There was a further laugh from the woman.

Irena:
I’m not holding out on you. She’s not our spy. Not anyone’s spy, not properly, I suppose. Just a little gossip who can’t keep her mouth shut.

Charlie:
She?

Irena:
Your colleague, Paula-Jane Venables.

Charlie:
You’re losing me
.

Irena:
She’s been seduced, in every meaning of the word. It started out normally enough, like these things do: an affair—besotted on her part, according to Bundy who couldn’t stop boasting to Lvov—between her and John Probert. She’s drawn to all things American, her father having been one. She became more than a bed partner for Probert when Oskin talked of going to your embassy before trying to sell whatever he thought he knew to the Americans. She didn’t know what it was; she hadn’t seen Oskin. But Halliday might have. It was Probert’s ridiculous idea to dump the body in your embassy grounds, which was stupid and wouldn’t have happened if Bundy had already been in Moscow. But he wasn’t, not for another five days by which time it was too late.
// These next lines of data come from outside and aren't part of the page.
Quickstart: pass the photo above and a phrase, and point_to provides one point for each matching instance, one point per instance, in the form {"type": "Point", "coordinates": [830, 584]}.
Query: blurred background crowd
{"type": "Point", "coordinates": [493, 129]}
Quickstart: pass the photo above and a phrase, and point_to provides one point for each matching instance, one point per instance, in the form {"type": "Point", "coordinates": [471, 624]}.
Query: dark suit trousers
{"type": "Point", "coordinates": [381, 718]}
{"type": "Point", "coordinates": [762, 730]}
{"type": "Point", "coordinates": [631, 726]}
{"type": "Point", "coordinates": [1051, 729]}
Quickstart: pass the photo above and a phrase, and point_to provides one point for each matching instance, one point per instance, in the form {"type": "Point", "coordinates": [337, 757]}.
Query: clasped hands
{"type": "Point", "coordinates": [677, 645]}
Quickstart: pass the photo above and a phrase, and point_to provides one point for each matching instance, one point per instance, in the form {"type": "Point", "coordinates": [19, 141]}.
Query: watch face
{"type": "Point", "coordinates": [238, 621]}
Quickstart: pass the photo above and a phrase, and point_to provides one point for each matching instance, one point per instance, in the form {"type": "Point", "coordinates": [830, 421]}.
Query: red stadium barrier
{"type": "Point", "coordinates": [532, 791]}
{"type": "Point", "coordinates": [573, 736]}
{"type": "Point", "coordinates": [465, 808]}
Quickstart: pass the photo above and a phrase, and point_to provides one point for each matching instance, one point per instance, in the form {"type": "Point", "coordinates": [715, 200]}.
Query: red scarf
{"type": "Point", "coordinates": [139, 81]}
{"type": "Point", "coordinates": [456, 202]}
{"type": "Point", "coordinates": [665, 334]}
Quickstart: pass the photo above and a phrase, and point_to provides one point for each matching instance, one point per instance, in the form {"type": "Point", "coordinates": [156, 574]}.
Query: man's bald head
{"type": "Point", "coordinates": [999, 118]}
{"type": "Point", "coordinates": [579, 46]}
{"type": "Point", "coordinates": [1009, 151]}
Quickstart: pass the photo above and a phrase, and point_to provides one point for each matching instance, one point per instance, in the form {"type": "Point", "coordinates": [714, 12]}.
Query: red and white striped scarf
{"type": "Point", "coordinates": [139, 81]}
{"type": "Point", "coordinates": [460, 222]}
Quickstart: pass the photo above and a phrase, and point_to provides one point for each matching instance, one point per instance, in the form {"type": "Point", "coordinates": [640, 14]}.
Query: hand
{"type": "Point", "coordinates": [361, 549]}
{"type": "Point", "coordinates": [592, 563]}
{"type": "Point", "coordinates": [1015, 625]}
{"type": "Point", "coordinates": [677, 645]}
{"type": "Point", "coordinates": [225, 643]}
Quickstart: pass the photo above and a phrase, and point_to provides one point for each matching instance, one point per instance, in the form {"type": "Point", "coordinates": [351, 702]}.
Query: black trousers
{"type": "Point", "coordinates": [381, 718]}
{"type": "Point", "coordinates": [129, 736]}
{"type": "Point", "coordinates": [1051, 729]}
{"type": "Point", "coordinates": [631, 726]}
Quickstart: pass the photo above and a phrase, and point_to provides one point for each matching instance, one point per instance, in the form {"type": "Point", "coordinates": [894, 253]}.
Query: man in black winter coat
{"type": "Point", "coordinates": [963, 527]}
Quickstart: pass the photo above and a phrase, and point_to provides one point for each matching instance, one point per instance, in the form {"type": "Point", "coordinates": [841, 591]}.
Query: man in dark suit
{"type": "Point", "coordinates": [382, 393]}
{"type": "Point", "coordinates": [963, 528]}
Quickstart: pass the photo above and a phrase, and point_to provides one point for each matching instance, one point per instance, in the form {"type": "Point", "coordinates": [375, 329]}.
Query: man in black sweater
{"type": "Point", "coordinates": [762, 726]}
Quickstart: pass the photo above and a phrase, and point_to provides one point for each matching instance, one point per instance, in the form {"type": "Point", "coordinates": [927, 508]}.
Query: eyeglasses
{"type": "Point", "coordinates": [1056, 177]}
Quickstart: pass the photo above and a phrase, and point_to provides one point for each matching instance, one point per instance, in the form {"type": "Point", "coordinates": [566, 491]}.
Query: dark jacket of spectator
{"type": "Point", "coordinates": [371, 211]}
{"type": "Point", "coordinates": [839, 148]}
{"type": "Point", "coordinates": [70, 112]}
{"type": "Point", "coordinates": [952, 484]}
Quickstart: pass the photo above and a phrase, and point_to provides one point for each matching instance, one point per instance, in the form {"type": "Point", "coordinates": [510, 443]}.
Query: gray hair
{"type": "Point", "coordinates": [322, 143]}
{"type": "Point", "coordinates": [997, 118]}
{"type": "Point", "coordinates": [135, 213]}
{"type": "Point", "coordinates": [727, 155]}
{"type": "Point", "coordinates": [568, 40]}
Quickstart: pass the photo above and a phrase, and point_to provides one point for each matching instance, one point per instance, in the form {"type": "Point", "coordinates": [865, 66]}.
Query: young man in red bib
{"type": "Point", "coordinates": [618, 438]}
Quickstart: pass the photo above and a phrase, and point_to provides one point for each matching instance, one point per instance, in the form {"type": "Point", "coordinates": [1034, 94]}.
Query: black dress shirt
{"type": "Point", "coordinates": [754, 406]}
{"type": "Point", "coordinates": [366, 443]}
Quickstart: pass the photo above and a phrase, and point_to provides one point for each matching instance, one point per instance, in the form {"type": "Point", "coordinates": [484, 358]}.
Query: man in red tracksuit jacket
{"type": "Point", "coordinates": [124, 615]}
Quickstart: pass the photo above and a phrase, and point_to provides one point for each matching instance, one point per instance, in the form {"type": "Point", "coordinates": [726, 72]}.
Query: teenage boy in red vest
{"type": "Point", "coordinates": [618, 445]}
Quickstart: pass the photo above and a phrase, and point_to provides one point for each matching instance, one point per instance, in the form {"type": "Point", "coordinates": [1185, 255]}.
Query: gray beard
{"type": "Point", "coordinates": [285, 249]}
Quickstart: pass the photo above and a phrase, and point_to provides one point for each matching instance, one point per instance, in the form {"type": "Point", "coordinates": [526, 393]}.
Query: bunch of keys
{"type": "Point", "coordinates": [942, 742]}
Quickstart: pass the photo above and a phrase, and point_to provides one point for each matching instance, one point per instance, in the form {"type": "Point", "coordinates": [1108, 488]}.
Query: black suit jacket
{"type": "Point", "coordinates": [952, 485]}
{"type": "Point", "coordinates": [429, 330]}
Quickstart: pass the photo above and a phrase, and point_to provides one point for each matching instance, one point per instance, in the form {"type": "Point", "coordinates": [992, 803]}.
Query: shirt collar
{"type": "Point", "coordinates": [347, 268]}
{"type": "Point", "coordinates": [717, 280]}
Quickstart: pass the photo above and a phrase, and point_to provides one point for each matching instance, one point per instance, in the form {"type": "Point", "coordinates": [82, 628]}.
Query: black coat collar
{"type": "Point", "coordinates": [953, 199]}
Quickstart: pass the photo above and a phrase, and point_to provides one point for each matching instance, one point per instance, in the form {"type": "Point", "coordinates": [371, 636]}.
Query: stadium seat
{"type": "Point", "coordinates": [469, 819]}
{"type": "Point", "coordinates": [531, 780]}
Probert thought Paula-Jane would be able to get whatever it was from Halliday if the body was dumped literally on his doorstep—don’t ask me the reasoning: I don’t think there was one, just CIA stupidity—and that it would be an investigation handled by Russian police that would get nowhere because Bundy could get it fixed through Lvov, which he could have done; still tried to. Instead of which you came and refused to have anything to do with the Venables woman and started your own disinformation, which we had no way of stopping. And Halliday didn’t have anything to tell her anyway, because it wasn’t until Probert got back to the embassy after having the body dumped that he was properly able to read the pages he’d ripped from the gatehouse log of the day he knew Oskin had gone there that Oskin hadn’t seen anybody. Neither Venables nor Halliday had been at the embassy. The log note was that Oskin had refused to give a name or a contact when he’d asked to see an intelligence officer, which is hardly surprising, but that he’d call back. Instead he went to the American embassy and told Probert what he knew, expecting to be paid off. But instead he got tortured to death.